| Statement | Question It Answers | Key Lines to Read |
|---|---|---|
| Income Statement | How profitable was the business this period? | Revenue, Gross Profit, Operating Income, Net Income, EPS |
| Balance Sheet | What does the business own and owe right now? | Cash, Total Assets, Total Debt, Shareholders' Equity |
| Cash Flow Statement | Where did cash come from and where did it go? | Operating Cash Flow, Capital Expenditures, Free Cash Flow |
Income Statement basics: Revenue is what customers paid. Gross Profit = Revenue − Cost of Goods Sold (direct production costs). Operating Income = Gross Profit − Operating Expenses (overhead, R&D, marketing). Net Income = Operating Income − Interest − Taxes. Profit margins are expressed as a percentage of revenue. A 20% net margin means the company keeps $0.20 of every revenue dollar as profit.

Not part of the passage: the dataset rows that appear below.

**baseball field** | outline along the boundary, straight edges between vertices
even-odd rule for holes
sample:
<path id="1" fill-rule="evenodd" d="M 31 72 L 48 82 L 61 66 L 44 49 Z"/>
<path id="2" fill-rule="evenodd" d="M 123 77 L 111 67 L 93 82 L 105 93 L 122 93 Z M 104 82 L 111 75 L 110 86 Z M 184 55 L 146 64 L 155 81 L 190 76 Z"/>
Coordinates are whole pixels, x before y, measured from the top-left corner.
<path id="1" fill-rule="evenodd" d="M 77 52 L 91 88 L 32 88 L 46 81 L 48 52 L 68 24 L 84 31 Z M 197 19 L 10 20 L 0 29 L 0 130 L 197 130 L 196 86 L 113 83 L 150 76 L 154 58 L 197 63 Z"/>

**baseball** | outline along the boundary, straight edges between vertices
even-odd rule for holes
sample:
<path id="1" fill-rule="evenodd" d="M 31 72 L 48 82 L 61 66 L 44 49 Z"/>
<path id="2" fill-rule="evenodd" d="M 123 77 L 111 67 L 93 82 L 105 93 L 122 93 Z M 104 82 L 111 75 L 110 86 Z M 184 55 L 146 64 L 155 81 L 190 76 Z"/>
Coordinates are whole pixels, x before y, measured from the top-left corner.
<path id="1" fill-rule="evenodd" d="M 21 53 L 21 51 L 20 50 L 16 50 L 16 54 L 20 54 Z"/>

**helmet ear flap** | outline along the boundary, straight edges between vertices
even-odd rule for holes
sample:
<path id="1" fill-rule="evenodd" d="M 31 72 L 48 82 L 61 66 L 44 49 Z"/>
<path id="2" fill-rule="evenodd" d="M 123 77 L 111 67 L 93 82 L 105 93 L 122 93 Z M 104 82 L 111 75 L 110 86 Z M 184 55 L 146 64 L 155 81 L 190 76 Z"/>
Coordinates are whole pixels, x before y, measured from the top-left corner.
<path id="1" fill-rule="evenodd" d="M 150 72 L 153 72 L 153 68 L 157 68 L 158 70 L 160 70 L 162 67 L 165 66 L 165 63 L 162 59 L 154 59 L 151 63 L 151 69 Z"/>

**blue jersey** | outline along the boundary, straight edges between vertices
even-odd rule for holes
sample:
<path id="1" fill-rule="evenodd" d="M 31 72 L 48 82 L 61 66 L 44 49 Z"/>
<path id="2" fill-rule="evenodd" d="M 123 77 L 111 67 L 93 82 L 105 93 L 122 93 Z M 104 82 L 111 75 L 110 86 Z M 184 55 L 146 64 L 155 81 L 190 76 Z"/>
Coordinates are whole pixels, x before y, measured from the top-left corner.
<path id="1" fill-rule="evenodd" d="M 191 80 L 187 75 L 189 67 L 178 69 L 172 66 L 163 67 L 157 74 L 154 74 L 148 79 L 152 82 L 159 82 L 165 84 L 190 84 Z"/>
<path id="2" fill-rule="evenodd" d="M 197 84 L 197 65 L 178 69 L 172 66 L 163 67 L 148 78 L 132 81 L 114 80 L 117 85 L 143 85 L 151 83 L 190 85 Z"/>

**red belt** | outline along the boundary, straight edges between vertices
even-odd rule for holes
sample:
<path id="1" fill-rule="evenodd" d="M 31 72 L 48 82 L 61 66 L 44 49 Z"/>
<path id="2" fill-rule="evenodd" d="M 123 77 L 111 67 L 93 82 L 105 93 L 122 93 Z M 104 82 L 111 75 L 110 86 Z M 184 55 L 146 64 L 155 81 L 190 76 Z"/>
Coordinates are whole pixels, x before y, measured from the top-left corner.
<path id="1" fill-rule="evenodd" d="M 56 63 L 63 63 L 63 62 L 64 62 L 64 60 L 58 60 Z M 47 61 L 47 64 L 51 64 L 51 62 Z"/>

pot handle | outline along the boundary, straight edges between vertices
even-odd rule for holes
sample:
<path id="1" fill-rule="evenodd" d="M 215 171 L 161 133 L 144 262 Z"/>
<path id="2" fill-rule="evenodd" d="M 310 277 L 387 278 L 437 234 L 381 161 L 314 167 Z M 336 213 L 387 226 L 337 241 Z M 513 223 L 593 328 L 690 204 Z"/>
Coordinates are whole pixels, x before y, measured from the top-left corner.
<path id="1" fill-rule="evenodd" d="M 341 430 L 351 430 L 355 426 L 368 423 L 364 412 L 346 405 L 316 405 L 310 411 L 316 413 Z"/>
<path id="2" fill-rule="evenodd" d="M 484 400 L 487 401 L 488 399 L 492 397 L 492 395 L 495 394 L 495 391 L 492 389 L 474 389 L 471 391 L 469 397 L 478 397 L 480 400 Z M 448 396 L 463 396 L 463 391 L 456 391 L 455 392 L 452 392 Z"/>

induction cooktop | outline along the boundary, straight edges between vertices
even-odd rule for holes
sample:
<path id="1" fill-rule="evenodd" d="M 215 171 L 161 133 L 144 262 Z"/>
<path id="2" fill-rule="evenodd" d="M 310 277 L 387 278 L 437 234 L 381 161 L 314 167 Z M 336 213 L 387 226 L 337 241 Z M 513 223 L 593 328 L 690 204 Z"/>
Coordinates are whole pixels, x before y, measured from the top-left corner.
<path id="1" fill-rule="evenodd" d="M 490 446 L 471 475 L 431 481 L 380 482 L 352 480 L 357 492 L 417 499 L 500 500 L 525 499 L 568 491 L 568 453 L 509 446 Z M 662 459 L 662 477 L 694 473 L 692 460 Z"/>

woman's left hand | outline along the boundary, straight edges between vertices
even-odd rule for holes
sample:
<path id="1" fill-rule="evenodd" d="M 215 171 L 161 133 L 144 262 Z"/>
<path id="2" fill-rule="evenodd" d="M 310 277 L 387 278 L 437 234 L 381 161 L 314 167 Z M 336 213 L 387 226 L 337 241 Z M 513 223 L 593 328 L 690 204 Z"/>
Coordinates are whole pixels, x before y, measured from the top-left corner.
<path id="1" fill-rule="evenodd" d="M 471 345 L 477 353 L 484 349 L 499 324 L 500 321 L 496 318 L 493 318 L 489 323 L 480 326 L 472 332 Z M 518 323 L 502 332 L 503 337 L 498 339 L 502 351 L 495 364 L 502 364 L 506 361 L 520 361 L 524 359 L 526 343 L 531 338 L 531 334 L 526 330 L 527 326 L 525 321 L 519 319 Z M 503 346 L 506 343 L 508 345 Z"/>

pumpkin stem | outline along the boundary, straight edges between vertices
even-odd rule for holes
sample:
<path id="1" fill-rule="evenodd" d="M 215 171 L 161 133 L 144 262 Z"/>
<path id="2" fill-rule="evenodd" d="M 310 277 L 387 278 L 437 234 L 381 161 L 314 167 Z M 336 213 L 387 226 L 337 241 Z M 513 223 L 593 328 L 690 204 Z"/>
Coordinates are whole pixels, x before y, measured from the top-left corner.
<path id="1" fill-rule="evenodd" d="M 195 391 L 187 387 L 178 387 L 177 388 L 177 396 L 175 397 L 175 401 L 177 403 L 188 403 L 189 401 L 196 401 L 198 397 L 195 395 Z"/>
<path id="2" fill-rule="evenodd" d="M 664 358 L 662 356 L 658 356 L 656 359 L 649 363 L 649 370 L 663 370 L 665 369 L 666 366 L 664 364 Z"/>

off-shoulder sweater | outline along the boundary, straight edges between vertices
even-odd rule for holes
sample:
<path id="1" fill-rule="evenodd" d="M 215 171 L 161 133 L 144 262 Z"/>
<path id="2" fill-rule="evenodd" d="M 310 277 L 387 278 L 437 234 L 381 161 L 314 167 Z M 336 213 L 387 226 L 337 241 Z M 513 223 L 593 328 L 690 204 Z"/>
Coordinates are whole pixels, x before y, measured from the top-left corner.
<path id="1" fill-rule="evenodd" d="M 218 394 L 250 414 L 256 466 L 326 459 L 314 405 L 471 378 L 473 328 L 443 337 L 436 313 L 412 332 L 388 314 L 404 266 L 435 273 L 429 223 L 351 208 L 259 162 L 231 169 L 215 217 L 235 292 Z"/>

Balance Sheet basics: Assets = Liabilities + Shareholders' Equity. Always. This equation never breaks. Assets are what the company owns (cash, inventory, equipment, intangibles). Liabilities are what it owes (debt, accounts payable, deferred revenue). Equity is what would remain for shareholders if every liability were paid off today. A healthy balance sheet has manageable debt relative to assets and earnings.

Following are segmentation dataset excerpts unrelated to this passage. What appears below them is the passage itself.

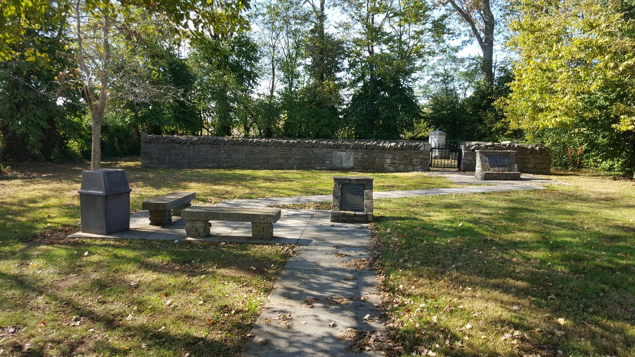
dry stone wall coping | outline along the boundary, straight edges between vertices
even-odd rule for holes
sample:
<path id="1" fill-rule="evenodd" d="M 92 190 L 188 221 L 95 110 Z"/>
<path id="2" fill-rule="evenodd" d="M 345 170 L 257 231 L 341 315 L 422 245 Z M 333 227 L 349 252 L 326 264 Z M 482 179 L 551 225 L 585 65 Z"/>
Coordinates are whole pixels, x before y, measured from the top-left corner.
<path id="1" fill-rule="evenodd" d="M 181 217 L 195 221 L 231 221 L 275 223 L 281 211 L 274 208 L 243 208 L 190 206 L 181 212 Z"/>

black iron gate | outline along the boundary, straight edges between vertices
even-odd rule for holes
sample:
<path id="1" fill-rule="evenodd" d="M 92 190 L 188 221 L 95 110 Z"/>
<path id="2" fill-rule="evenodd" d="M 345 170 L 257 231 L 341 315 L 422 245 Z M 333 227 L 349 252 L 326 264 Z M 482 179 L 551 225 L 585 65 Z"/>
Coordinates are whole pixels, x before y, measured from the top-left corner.
<path id="1" fill-rule="evenodd" d="M 460 169 L 461 149 L 451 144 L 434 146 L 430 150 L 430 167 Z"/>

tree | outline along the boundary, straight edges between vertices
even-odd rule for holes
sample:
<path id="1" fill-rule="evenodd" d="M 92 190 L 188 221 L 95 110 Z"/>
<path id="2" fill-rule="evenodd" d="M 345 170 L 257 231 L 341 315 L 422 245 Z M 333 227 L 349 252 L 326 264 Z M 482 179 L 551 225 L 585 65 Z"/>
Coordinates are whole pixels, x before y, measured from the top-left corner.
<path id="1" fill-rule="evenodd" d="M 566 127 L 598 114 L 589 98 L 612 95 L 605 110 L 613 127 L 635 131 L 635 22 L 624 6 L 617 0 L 519 3 L 509 42 L 519 56 L 516 79 L 504 101 L 513 124 Z"/>
<path id="2" fill-rule="evenodd" d="M 491 0 L 448 0 L 448 2 L 467 23 L 472 36 L 481 48 L 483 53 L 481 72 L 483 82 L 493 83 L 496 19 L 491 10 Z"/>
<path id="3" fill-rule="evenodd" d="M 349 60 L 353 91 L 345 121 L 357 138 L 399 139 L 420 120 L 414 75 L 436 53 L 446 34 L 424 1 L 342 0 L 354 34 Z"/>
<path id="4" fill-rule="evenodd" d="M 79 136 L 79 92 L 57 81 L 59 74 L 74 66 L 69 39 L 64 24 L 55 18 L 59 9 L 51 4 L 44 8 L 50 20 L 27 26 L 14 41 L 5 43 L 11 55 L 0 62 L 2 151 L 13 159 L 64 156 L 67 142 Z"/>
<path id="5" fill-rule="evenodd" d="M 342 127 L 340 111 L 344 103 L 338 74 L 344 70 L 343 41 L 326 30 L 326 0 L 309 2 L 313 26 L 306 33 L 302 53 L 304 85 L 285 93 L 287 116 L 283 126 L 286 136 L 335 138 Z"/>
<path id="6" fill-rule="evenodd" d="M 91 115 L 93 133 L 91 168 L 101 167 L 100 132 L 106 103 L 113 83 L 118 82 L 122 96 L 135 96 L 135 101 L 152 101 L 173 95 L 173 88 L 151 81 L 147 75 L 140 78 L 117 75 L 115 62 L 124 63 L 121 49 L 126 46 L 129 29 L 140 13 L 147 13 L 149 21 L 166 21 L 168 38 L 194 32 L 223 34 L 244 28 L 246 20 L 240 16 L 245 4 L 197 0 L 142 0 L 138 3 L 117 3 L 106 0 L 74 0 L 74 22 L 70 32 L 77 46 L 77 62 L 83 91 Z M 119 60 L 117 56 L 119 56 Z M 134 69 L 129 72 L 143 72 L 138 63 L 129 62 Z M 148 75 L 147 73 L 143 74 Z M 177 92 L 178 93 L 178 91 Z M 178 99 L 175 98 L 175 99 Z"/>
<path id="7" fill-rule="evenodd" d="M 554 155 L 582 150 L 585 167 L 632 176 L 633 4 L 523 0 L 516 10 L 512 91 L 498 102 L 512 127 L 531 141 L 556 144 Z"/>

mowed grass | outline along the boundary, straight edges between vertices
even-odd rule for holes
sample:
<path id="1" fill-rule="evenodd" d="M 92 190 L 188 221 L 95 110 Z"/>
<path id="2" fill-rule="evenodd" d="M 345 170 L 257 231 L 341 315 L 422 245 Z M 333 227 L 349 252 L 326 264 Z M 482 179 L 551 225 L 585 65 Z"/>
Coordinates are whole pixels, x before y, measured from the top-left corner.
<path id="1" fill-rule="evenodd" d="M 132 211 L 174 191 L 213 204 L 328 193 L 332 176 L 359 175 L 142 170 L 134 159 L 105 167 L 128 171 Z M 239 356 L 293 247 L 67 239 L 87 169 L 29 164 L 0 176 L 0 356 Z M 377 190 L 456 186 L 422 173 L 370 176 Z"/>
<path id="2" fill-rule="evenodd" d="M 403 356 L 635 356 L 635 183 L 375 201 Z"/>
<path id="3" fill-rule="evenodd" d="M 335 171 L 142 169 L 138 158 L 107 162 L 105 168 L 128 171 L 131 210 L 142 202 L 175 191 L 196 192 L 194 204 L 214 204 L 232 198 L 322 195 L 333 190 L 333 176 L 359 176 Z M 78 226 L 77 190 L 87 165 L 31 163 L 13 166 L 0 175 L 0 240 L 28 238 L 43 230 Z M 443 178 L 422 172 L 366 173 L 375 191 L 455 187 Z M 1 245 L 0 245 L 1 246 Z"/>
<path id="4" fill-rule="evenodd" d="M 0 356 L 237 356 L 293 250 L 29 243 L 0 250 Z"/>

Free Cash Flow = Operating Cash Flow − Capital Expenditures
The Cash Flow Statement is the most honest of the three statements because cash cannot be easily manipulated through accounting choices. Net income can be managed — revenue recognition timing, depreciation methods, and accrual assumptions all affect it. Cash flow simply shows money in versus money out. Warren Buffett focuses almost entirely on free cash flow when evaluating businesses.
Sit with the ideas.
A company reports $500M in net income but only $80M in free cash flow. The difference is $420M. What are the most likely explanations, and should you be concerned?